The theory is that The Times hides its content behind a paywall out of shame, and that payment of the subscription fee is a kind of indulgence which grants you Divine permission to wallow for a short time in decrepit venality. What happens behind the paywall stays behind the paywall. The Times knows what it’s selling and to whom. Like PornHub, it knows its clientele far better than they will ever know themselves.

The Guardian constantly nags you for money, like an incel wheedling for sex: can’t you see, it’s so special, so deserving? When the mask of decorum finally drops it will end up like the Independent, frantically jizzing pop-up video ads at you, but for the time being it’s still in the bargaining stage: will you like me if I’m more transphobic? Did you see how I stood up for you against that nasty socialist who wanted to raise your taxes and take away your buy-to-let income? Like the Liberal Democrats, the Guardian does not know what it is selling, or to whom, but remains unshakeably convinced of the superior quality of the product.
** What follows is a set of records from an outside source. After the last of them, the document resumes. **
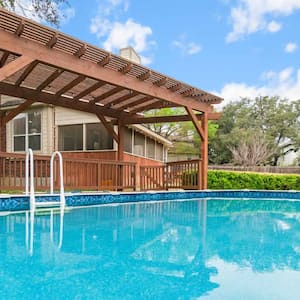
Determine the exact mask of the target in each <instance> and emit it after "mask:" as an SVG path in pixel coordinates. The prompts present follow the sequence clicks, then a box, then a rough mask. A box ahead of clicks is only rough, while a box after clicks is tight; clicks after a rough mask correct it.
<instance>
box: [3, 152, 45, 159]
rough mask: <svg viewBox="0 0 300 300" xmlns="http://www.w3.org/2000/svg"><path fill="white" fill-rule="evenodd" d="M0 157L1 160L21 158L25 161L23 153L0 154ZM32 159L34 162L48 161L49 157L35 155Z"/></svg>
mask: <svg viewBox="0 0 300 300" xmlns="http://www.w3.org/2000/svg"><path fill="white" fill-rule="evenodd" d="M0 157H3V158H23V159H24V160H25V158H26V154H25V153H24V154H23V153H9V152H0ZM34 159H35V160H37V159H38V160H49V159H50V156H47V155H37V154H34Z"/></svg>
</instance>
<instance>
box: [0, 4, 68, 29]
mask: <svg viewBox="0 0 300 300" xmlns="http://www.w3.org/2000/svg"><path fill="white" fill-rule="evenodd" d="M62 5H69V4H68V1H67V0H26V1H25V0H0V7H2V8H6V9H7V10H10V11H14V12H18V13H20V14H22V15H24V16H26V17H30V16H33V17H37V18H39V19H41V20H44V21H46V22H48V23H50V24H53V25H55V26H59V24H60V21H61V18H62V17H63V14H62V13H61V6H62Z"/></svg>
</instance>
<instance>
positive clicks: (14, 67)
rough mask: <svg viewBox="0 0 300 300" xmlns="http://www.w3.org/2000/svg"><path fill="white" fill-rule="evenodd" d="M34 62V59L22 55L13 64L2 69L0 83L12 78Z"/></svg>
mask: <svg viewBox="0 0 300 300" xmlns="http://www.w3.org/2000/svg"><path fill="white" fill-rule="evenodd" d="M33 61H34V58H32V57H30V56H25V55H22V56H20V57H18V58H17V59H15V60H13V61H12V62H10V63H8V64H6V65H4V66H3V67H2V68H1V69H0V81H3V80H5V79H7V78H8V77H10V76H11V75H13V74H15V73H16V72H18V71H19V70H21V69H22V68H24V67H26V66H27V65H29V64H30V63H32V62H33Z"/></svg>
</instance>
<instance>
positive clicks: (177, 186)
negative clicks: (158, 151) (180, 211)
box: [140, 160, 201, 190]
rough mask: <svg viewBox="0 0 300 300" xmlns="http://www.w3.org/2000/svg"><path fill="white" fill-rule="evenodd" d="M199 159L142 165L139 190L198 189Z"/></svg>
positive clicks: (199, 166) (200, 186)
mask: <svg viewBox="0 0 300 300" xmlns="http://www.w3.org/2000/svg"><path fill="white" fill-rule="evenodd" d="M199 170H201V160H187V161H179V162H169V163H166V164H165V165H163V166H142V167H141V170H140V174H141V175H140V176H141V178H140V183H141V190H168V189H176V188H181V189H200V188H201V185H200V183H201V180H200V177H199V174H200V172H199Z"/></svg>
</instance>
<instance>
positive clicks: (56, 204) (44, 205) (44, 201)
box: [35, 201, 60, 207]
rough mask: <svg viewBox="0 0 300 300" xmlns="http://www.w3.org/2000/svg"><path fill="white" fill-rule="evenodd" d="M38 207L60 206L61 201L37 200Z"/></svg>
mask: <svg viewBox="0 0 300 300" xmlns="http://www.w3.org/2000/svg"><path fill="white" fill-rule="evenodd" d="M35 206H37V207H48V206H60V201H44V202H35Z"/></svg>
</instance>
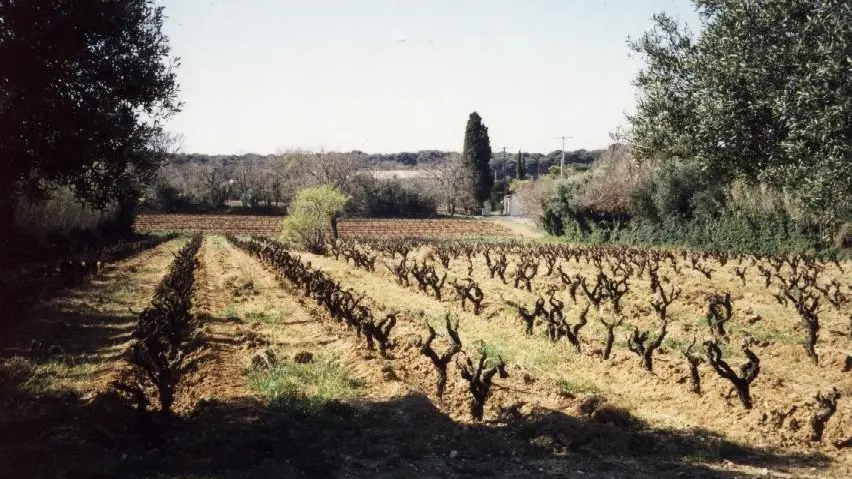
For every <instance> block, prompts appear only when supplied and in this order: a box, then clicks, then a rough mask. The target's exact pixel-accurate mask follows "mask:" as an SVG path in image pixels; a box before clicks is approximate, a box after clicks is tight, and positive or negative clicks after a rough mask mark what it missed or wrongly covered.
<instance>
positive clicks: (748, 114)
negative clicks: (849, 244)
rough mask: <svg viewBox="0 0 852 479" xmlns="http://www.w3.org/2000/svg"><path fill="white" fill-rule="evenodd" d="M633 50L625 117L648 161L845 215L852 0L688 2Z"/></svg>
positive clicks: (828, 212)
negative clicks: (669, 160) (681, 18)
mask: <svg viewBox="0 0 852 479" xmlns="http://www.w3.org/2000/svg"><path fill="white" fill-rule="evenodd" d="M693 4H694V5H695V7H696V9H697V10H698V12H699V15H700V18H701V21H702V29H701V32H700V34H692V33H690V32H689V31H688V30H686V29H685V28H684V27H682V26H681V25H679V24H678V23H677V22H676V21H674V20H673V19H672V18H671V17H669V16H667V15H665V14H660V15H656V16H655V17H654V27H653V29H652V30H651V31H649V32H647V33H646V34H644V35H643V36H642V37H640V38H638V39H636V40H634V41H632V42H630V46H631V48H632V49H633V51H635V52H636V53H638V54H639V55H640V56H641V57H643V58H644V59H645V60H646V66H645V68H644V69H643V70H642V71H641V72H640V73H639V75H638V76H637V78H636V80H635V85H636V86H637V87H638V89H639V101H638V105H637V109H636V114H635V115H633V116H630V117H628V120H629V123H630V127H631V128H630V129H631V137H632V138H631V140H632V143H633V149H634V150H633V151H634V153H636V154H637V155H638V156H640V157H643V158H662V159H672V158H676V159H681V160H688V161H695V162H696V163H697V164H698V165H700V167H701V168H702V169H703V170H704V171H705V172H706V173H707V174H708V175H710V176H712V177H715V178H720V179H722V180H723V181H731V180H734V179H743V180H745V181H747V182H751V183H765V184H769V185H772V186H774V187H777V188H779V189H782V190H785V191H788V192H789V193H791V194H794V195H796V196H797V197H798V199H799V200H800V201H801V203H802V204H803V205H804V206H805V207H806V208H807V209H808V210H809V211H810V212H811V213H812V214H813V216H814V217H815V218H816V219H817V220H819V221H820V222H821V223H822V224H824V225H829V226H831V225H836V224H837V222H839V221H843V219H844V218H848V216H849V215H850V210H852V206H851V205H852V82H850V81H849V71H850V68H852V56H850V55H849V52H850V51H852V3H850V2H849V1H848V0H820V1H816V0H804V1H803V0H773V1H771V2H762V1H742V0H693Z"/></svg>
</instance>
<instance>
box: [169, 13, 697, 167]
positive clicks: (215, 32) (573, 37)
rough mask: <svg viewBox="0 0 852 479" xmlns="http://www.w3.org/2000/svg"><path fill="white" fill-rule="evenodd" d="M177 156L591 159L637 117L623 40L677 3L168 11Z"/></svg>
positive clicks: (171, 121)
mask: <svg viewBox="0 0 852 479" xmlns="http://www.w3.org/2000/svg"><path fill="white" fill-rule="evenodd" d="M165 5H166V14H167V15H168V16H169V18H168V20H167V22H166V33H167V34H168V36H169V37H170V39H171V45H172V50H173V54H174V55H177V56H179V57H181V60H182V66H181V67H180V69H179V70H178V79H179V82H180V84H181V99H182V101H183V102H184V108H183V112H181V113H179V114H178V115H177V116H176V117H175V118H174V119H173V120H172V121H171V122H170V124H169V126H168V128H169V130H171V131H173V132H179V133H182V134H183V135H184V145H183V151H185V152H203V153H247V152H256V153H264V154H265V153H273V152H276V151H281V150H284V149H288V148H309V149H315V150H316V149H319V148H325V149H326V150H339V151H349V150H353V149H358V150H362V151H367V152H396V151H414V150H423V149H441V150H456V151H458V150H460V149H461V147H462V141H463V138H464V126H465V122H466V121H467V117H468V115H469V114H470V112H472V111H474V110H475V111H478V112H479V114H480V115H481V116H482V117H483V119H484V121H485V124H486V125H487V126H488V128H489V133H490V136H491V145H492V148H493V149H494V150H495V151H496V150H498V149H500V148H502V147H503V146H506V147H507V148H508V149H509V150H510V151H517V150H518V149H519V148H520V149H523V150H525V151H537V152H548V151H552V150H554V149H557V148H559V146H560V140H559V139H558V138H557V137H558V136H560V135H563V134H565V135H570V136H573V138H572V139H569V140H567V144H566V147H567V148H568V149H576V148H588V149H592V148H599V147H603V146H606V145H607V144H608V143H609V141H610V140H609V133H610V132H612V131H614V130H615V128H616V127H617V126H619V125H621V124H623V123H624V114H625V112H630V111H632V109H633V104H634V93H635V92H634V88H633V87H632V86H631V85H630V82H631V80H632V79H633V77H634V75H635V73H636V71H637V69H638V68H639V67H640V65H641V63H640V62H639V60H638V59H635V58H630V57H629V51H628V48H627V45H626V40H627V37H628V36H632V37H637V36H639V35H640V34H641V33H642V32H643V31H645V30H647V29H648V28H649V27H650V26H651V22H650V17H651V15H652V14H654V13H656V12H659V11H666V12H669V13H671V14H673V15H675V16H676V17H677V18H679V19H681V20H683V21H686V22H688V23H689V24H690V25H693V26H697V25H698V22H697V16H696V14H695V12H694V10H693V8H692V5H691V3H690V2H689V1H688V0H505V1H498V0H487V1H486V0H478V1H474V0H396V1H393V0H357V1H356V0H351V1H349V0H346V1H344V0H338V1H332V0H302V1H298V0H286V1H284V0H168V1H166V2H165Z"/></svg>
I lie to myself about how often I visit the Mail Online, and how many celebrity bottoms I have idly perused thereon. The reverie may last for days, and yet on emerging there is no sensation of any time having passed at all. I don’t recall ever being asked for money, but payment must surely be involved in this transaction. Somewhere in the bowels of hell, an infernal Accountant is playing tiddlywinks with smooth obsidian tokens representing fragments of my immortal soul. With every click through to the “ample bosom” “flaunted” by some 19-year-old starlet, another small shower of tokens tumbles out of the roiling murk above, and a faint snarl of anticipation crosses the Accountant’s — well, I suppose you’d have to call it a face. The Mail certainly knows what it is selling: what it is selling is you, one tiny portion at a time, to the frightful Engineer of everlasting torment.